The reading passages you’ll work with on the TASC Reading subtest will be more similar to short stories than any other genre. Though some passages may be pulled from longer texts, the passage will probably present a complete fiction scene or nonfiction argument.

Because of this length, it may be more difficult to figure out how the organization impacts the text – or what the setting is. Liu recommends looking for repetition: “pay attention to repeated elements and recurrent details of action and gesture, of dialogue and description, and to shifts in direction and changes of focus. Repetition signals are important connections to the relationship between characters, and connections between ideas.” In short passages, anything an author decides to repeat must be important, simply because the author is working with a limited amount of space. In this way, repetition works to emphasize, or draw the reader’s attention to, important details.

Details about the setting may be important, if they are repeatedly mentioned. Setting refers to the time and place where a scene or story occurs. According to writers at The Writing Place, the setting “can help set the mood, influence the way characters behave, affect the dialog, foreshadow events, invoke an emotional response, reflect the society in which the characters live, and sometimes even plays a part in the story. It can also be a critical element in nonfiction as the setting provides the framework for what is being discussed.”

In this way, the setting may play a part in how you understand the organization of the text structure – or it may be a separate device to take into consideration. It may or may not be repeated. And it may or may not be directly disclosed.

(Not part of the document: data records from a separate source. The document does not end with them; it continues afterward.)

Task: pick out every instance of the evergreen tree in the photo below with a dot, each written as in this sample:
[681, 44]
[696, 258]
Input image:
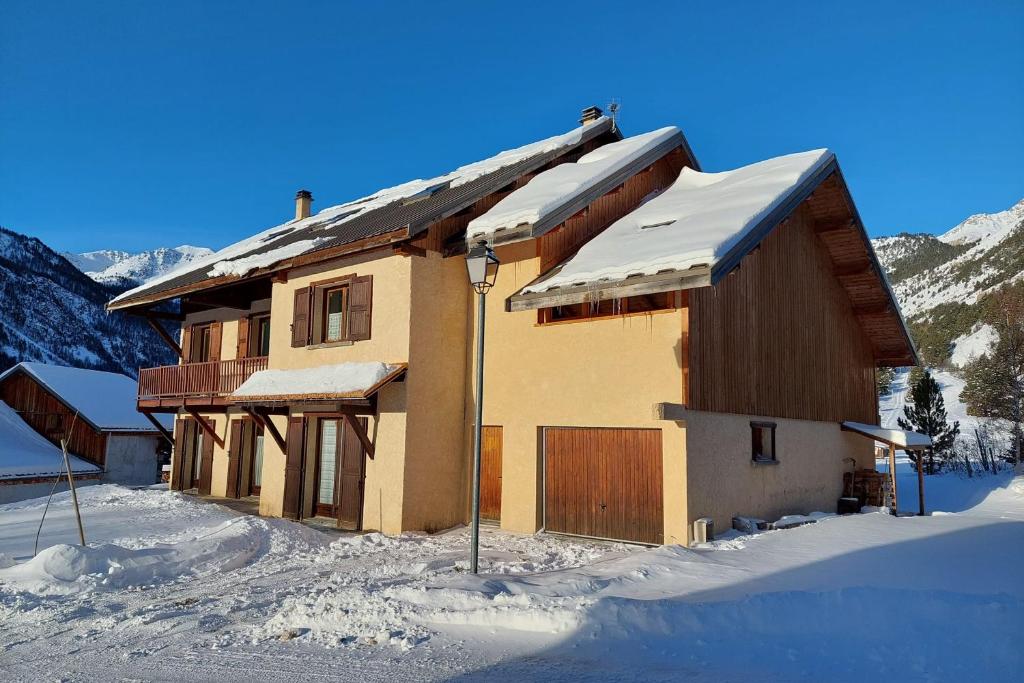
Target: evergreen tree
[926, 413]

Look for details in how the characters interact. For example, if the character’s dialogue is written with a southern dialect, then the story is probably set in a southern state in the United States – even if the author doesn’t mention a particular state within the passage. This context can provide you with insight into the characters and the context. For example, if you know the story is written during the Civil War – in a southern state – then the political implications can change how you read the characters.

Whenever you are reading a passage for the TASC test, be mindful of the details. Whether they reflect the organization, the setting, or a different story element like characterization, the details are essential for answering the questions on the Reading subtest. Even the most insignificant detail can prove to be important, depending on the questions.